Testing of tricyclic levels in some patients suggested that stimulant drugs may raise tricyclic levels in those who are rapid metabolizers. Although this study was not controlled, the high success rate in a diagnostically refined sample implies that the psychostimulants may be efficacious for patients with melancholic and bipolar depression who have failed to respond to orthodox antidepressant drugs.

 

• Diflorio, Arianna, and Ian Jones. “Is Sex Important? Gender Differences in Bipolar Disorder.” International Review of Psychiatry, 2010, Vol.22(5), P.437-452, vol. 22, no. 5, 2010, pp. 437–452.
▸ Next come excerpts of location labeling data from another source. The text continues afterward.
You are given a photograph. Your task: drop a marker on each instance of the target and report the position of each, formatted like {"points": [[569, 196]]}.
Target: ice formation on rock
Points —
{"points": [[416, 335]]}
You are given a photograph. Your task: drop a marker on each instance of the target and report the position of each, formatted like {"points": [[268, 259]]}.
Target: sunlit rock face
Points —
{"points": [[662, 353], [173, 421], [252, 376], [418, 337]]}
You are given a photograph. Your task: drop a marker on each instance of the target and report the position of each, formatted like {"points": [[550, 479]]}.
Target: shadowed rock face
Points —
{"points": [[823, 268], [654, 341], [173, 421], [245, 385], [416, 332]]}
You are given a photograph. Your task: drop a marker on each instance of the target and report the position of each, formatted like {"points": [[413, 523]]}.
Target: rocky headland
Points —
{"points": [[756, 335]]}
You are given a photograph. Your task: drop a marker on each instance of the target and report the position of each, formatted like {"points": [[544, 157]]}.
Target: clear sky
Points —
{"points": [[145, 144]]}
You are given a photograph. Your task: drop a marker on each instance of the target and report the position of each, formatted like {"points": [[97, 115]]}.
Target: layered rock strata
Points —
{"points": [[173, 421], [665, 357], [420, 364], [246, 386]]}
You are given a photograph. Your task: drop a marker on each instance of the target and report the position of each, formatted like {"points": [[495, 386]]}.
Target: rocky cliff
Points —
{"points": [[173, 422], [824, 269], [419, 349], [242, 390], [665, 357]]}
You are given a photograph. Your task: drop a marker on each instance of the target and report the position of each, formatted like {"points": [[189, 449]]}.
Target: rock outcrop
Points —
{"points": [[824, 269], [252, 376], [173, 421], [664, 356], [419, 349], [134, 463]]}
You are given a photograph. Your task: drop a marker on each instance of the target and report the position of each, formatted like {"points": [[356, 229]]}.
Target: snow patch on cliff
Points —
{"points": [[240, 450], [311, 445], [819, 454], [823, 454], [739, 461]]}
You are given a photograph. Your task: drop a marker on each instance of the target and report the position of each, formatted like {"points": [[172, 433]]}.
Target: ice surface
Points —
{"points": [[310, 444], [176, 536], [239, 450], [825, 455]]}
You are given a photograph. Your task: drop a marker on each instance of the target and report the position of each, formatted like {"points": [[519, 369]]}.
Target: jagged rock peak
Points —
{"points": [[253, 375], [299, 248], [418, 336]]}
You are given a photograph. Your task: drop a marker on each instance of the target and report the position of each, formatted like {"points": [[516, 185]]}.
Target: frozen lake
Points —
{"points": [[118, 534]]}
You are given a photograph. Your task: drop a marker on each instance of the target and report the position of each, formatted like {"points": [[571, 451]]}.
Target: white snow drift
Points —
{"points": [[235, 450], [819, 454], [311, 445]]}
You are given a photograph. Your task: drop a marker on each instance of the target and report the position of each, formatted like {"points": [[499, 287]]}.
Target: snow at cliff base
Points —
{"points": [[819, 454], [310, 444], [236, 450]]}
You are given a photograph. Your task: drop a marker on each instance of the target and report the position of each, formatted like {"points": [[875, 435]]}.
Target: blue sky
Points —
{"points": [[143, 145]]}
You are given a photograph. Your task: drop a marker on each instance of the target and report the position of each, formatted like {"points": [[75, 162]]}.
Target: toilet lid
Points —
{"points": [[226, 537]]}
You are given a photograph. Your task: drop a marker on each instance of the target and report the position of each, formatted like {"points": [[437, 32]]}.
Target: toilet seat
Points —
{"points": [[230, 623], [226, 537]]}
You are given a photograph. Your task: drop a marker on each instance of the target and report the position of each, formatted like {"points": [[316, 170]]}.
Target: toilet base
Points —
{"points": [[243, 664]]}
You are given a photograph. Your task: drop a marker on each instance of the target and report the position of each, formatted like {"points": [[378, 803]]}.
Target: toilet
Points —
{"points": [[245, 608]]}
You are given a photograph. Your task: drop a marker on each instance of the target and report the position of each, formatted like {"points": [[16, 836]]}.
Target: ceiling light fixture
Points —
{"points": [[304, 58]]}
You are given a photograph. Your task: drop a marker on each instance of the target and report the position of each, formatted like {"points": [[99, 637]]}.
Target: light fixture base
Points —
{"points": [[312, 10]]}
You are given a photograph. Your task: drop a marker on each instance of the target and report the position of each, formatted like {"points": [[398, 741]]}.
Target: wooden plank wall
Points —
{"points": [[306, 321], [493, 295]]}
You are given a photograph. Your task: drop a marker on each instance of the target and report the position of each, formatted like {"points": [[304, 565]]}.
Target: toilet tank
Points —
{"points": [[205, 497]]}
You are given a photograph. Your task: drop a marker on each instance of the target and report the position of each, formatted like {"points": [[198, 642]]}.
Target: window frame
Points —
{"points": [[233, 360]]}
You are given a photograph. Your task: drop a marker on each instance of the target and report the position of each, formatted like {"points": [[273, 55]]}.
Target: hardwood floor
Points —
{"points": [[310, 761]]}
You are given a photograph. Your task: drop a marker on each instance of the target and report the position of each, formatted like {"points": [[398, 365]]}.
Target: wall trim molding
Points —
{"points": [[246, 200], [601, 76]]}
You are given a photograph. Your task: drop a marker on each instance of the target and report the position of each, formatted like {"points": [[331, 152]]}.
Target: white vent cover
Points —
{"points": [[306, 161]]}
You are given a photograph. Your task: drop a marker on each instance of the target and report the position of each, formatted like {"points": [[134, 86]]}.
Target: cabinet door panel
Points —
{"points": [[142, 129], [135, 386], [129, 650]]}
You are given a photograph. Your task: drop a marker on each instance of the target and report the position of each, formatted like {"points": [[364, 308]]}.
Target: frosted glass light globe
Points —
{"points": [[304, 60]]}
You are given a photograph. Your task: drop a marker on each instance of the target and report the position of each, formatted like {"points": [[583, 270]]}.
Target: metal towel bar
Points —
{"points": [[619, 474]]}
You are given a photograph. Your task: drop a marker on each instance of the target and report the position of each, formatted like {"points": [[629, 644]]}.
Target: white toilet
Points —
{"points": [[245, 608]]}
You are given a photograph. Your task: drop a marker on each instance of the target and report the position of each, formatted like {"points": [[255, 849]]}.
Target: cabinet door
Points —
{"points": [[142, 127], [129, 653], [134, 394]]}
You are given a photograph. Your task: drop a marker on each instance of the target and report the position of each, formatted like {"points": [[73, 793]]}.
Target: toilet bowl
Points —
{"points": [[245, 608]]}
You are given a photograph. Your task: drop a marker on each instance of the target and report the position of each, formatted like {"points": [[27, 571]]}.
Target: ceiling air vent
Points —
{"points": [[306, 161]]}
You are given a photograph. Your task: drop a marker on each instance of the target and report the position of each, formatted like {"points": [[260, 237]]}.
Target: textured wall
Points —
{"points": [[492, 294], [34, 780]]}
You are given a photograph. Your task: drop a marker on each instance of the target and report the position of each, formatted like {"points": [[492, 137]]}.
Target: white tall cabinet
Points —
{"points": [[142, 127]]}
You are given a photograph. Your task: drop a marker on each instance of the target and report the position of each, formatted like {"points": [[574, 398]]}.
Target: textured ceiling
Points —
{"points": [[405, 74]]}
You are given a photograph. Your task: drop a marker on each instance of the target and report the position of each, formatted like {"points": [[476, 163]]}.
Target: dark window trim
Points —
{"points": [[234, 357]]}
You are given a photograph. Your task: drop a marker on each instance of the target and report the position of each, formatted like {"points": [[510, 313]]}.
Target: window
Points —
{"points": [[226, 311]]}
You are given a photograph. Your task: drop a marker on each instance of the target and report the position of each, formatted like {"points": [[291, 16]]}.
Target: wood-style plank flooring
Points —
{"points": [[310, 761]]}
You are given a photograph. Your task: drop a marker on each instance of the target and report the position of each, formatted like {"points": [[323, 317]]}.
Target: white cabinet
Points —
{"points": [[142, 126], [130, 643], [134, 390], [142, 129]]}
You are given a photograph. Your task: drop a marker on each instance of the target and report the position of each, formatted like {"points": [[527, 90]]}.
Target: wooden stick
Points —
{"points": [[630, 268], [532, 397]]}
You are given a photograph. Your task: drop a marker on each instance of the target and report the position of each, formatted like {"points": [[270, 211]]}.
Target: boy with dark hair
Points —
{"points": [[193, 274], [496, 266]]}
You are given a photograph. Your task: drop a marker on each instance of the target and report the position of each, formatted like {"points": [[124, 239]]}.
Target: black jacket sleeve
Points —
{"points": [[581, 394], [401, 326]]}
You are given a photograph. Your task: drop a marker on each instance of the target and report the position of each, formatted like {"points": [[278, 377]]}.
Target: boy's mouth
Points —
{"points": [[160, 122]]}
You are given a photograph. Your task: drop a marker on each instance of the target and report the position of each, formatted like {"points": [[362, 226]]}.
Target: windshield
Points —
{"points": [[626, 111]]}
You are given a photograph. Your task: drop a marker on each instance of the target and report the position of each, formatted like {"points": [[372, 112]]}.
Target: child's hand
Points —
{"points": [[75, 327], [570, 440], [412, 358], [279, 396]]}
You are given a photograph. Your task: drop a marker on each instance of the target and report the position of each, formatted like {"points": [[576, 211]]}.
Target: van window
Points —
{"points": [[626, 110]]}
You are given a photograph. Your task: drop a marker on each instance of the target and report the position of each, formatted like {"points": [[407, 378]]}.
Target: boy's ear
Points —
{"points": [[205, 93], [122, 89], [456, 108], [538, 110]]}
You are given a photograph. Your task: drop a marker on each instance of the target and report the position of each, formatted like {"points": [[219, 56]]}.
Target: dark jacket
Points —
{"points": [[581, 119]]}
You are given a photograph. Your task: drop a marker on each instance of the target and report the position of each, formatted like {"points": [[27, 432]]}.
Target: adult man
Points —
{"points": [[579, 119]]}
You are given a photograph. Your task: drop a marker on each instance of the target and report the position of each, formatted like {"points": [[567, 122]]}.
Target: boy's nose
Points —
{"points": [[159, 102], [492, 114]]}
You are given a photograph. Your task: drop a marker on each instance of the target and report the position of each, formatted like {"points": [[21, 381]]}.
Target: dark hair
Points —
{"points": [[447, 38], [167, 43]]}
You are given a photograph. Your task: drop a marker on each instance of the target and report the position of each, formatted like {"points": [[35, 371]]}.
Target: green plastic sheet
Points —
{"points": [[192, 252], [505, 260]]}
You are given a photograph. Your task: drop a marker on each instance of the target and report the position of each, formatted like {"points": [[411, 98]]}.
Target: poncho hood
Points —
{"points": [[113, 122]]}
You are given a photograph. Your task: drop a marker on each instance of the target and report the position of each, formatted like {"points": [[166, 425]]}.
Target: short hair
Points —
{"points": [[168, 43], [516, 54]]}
Most studies, but not all, report an almost equal gender ratio in the prevalence of bipolar disorder but most of the studies do report an increased risk in women of bipolar II/hypomania, rapid cycling and mixed episodes. Important gender distinctions are also found in patterns of co-morbidity. No consistent gender differences have been found in a number of variables including rates of depressive episodes, age, and polarity of onset, symptoms, severity of the illness, response to treatment and suicidal behavior. Unsurprisingly, however, perhaps the major distinction between men and women with bipolar disorder is the impact that reproductive life events, particularly childbirth, have on women with this diagnosis.

 

• Kato, T., et al. “Animal Models of Recurrent or Bipolar Depression.” Neuroscience, vol. 321, no. C, 2016, pp. 189–196.

Animal models of mental disorders should ideally have construct, face, and predictive validity, but current animal models do not always satisfy these validity criteria. Additionally, animal models of depression rely mainly on stress-induced behavioral changes. These stress-induced models have limited validity, because stress is not a risk factor specific to depression, and the models do not recapitulate the recurrent and spontaneous nature of depressive episodes. Although animal models exhibiting recurrent depressive episodes or bipolar depression have not yet been established, several researchers are trying to generate such animals by modeling clinical risk factors as well as by manipulating a specific neural circuit using emerging techniques.